There's something distasteful about this whole need for Barack Obama to assure us that he is, indeed, the best friend Israel could ever have. Jeffrey Goldberg has been beaten up some, but I've enjoyed much of his work. Indeed if you want to see how great reporting can be prescient read this piece, pay close attention to the section of Missouri Dems, Claire McCaskill and Hillary Clinton. But it's amazing how much of Goldberg's Q&A is dedicated to Obama proving that he does believe in Israel's right to exist--as opposed to, I guess, believing Israel deserves to be destroyed in a downpour of hellfire.
But Obama, labors under the burden of being a presumed Hamas agent, and thus twice he has to weigh in on whether "justice is on Israel's side." Given the nature of people, I don't even know what that means. Hell, I bleed red, black and green, but I'd never presume that justice was on black folks' side--at least not as a post-25-year-old. Indeed, these days, I'm much more concerned with getting black folks on justice's side, as the saying goes.

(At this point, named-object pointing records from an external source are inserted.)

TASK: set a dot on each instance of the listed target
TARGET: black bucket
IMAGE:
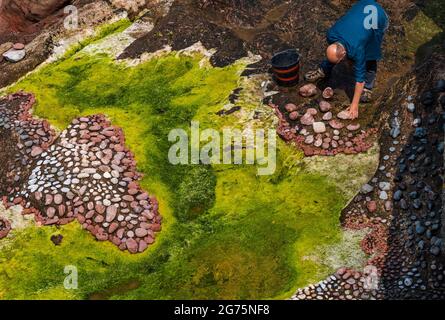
(286, 68)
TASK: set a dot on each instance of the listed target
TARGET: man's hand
(353, 111)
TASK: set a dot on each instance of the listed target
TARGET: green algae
(227, 233)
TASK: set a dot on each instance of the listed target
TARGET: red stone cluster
(87, 174)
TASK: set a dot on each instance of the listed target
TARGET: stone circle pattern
(87, 174)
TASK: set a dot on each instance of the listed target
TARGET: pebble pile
(87, 174)
(318, 130)
(345, 284)
(401, 207)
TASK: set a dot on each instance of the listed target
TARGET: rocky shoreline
(401, 206)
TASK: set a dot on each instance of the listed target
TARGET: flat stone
(383, 195)
(307, 119)
(366, 188)
(309, 139)
(336, 124)
(325, 106)
(132, 245)
(344, 115)
(35, 151)
(14, 56)
(293, 115)
(290, 107)
(142, 246)
(327, 116)
(385, 186)
(353, 127)
(372, 206)
(111, 213)
(18, 46)
(58, 199)
(141, 232)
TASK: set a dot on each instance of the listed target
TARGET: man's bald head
(335, 53)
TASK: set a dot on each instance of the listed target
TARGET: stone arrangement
(319, 128)
(402, 208)
(345, 284)
(87, 174)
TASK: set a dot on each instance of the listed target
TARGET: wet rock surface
(402, 205)
(86, 173)
(318, 131)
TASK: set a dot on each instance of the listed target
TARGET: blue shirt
(360, 35)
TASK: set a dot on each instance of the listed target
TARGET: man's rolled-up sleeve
(360, 67)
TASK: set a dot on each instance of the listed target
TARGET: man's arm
(353, 109)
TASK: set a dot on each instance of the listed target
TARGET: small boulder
(14, 56)
(319, 127)
(327, 116)
(308, 90)
(290, 107)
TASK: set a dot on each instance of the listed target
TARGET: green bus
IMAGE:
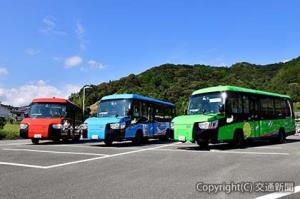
(234, 114)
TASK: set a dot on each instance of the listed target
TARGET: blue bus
(130, 117)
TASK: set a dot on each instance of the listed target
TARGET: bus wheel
(35, 141)
(281, 137)
(76, 139)
(203, 144)
(138, 140)
(238, 140)
(108, 141)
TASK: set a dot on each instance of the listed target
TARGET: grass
(10, 131)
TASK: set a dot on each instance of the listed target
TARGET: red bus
(52, 119)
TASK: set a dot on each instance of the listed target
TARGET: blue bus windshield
(114, 108)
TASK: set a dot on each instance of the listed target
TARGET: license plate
(182, 138)
(95, 137)
(37, 136)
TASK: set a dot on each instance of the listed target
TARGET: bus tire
(281, 136)
(203, 144)
(108, 141)
(35, 141)
(76, 139)
(238, 140)
(138, 140)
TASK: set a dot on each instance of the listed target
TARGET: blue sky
(53, 47)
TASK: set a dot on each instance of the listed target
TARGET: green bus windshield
(205, 103)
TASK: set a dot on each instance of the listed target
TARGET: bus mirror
(129, 112)
(222, 108)
(88, 110)
(230, 119)
(64, 114)
(185, 111)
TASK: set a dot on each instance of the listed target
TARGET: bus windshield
(114, 108)
(205, 103)
(47, 110)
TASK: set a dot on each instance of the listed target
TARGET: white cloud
(96, 65)
(80, 32)
(24, 94)
(3, 71)
(49, 26)
(31, 51)
(73, 61)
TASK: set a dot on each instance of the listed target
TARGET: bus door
(254, 117)
(147, 119)
(151, 123)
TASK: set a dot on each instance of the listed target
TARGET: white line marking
(216, 151)
(86, 160)
(14, 144)
(279, 194)
(109, 156)
(57, 152)
(267, 147)
(96, 146)
(22, 165)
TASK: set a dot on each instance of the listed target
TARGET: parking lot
(154, 170)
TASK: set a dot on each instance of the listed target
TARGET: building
(4, 111)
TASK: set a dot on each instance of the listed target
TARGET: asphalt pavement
(153, 170)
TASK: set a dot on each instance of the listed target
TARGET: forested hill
(175, 83)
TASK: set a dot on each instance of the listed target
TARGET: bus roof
(50, 99)
(53, 100)
(135, 96)
(237, 89)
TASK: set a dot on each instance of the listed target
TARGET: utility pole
(83, 99)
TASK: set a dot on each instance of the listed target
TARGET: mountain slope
(175, 83)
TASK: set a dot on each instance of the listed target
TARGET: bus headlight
(118, 125)
(208, 125)
(172, 125)
(57, 126)
(23, 126)
(84, 126)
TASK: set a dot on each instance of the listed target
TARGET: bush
(2, 122)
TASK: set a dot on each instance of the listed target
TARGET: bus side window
(136, 109)
(288, 109)
(234, 104)
(254, 107)
(267, 107)
(280, 106)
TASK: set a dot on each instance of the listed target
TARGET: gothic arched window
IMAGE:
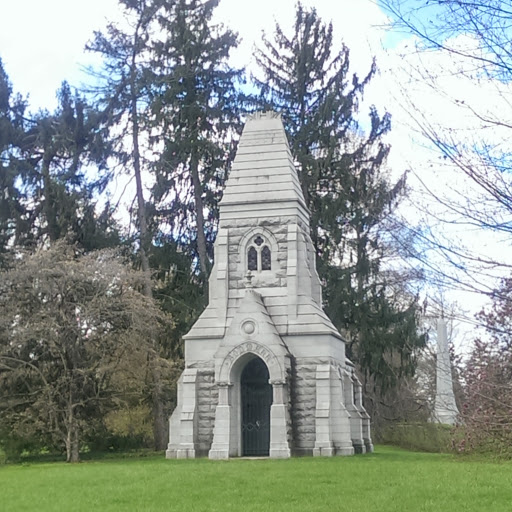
(259, 256)
(266, 263)
(252, 259)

Which leads me to my biggest pet peeve--Obama has repeatedly mourned the loss of a natural affinity between blacks and Jews in this country. As some of you know, I think this idea is mostly hokum. More than any statement on how blacks and Jews have ever existed, the ongoing funeral for the great black-Jewish union shows how New York, the civil rights movement, and the academy can combine to distort reality. I know plenty of lefty black intellectuals who've formed great friendships with lefty Jewish intellectuals, much of it based on the commonalities in historical narrative. That would be a pretty apt description of me and one of my best friends. In other cases those friendships have bloomed into romantic partnerships, and indeed, at times--especially here in New York--it feels like most of the biracial cats you know are black and Jewish.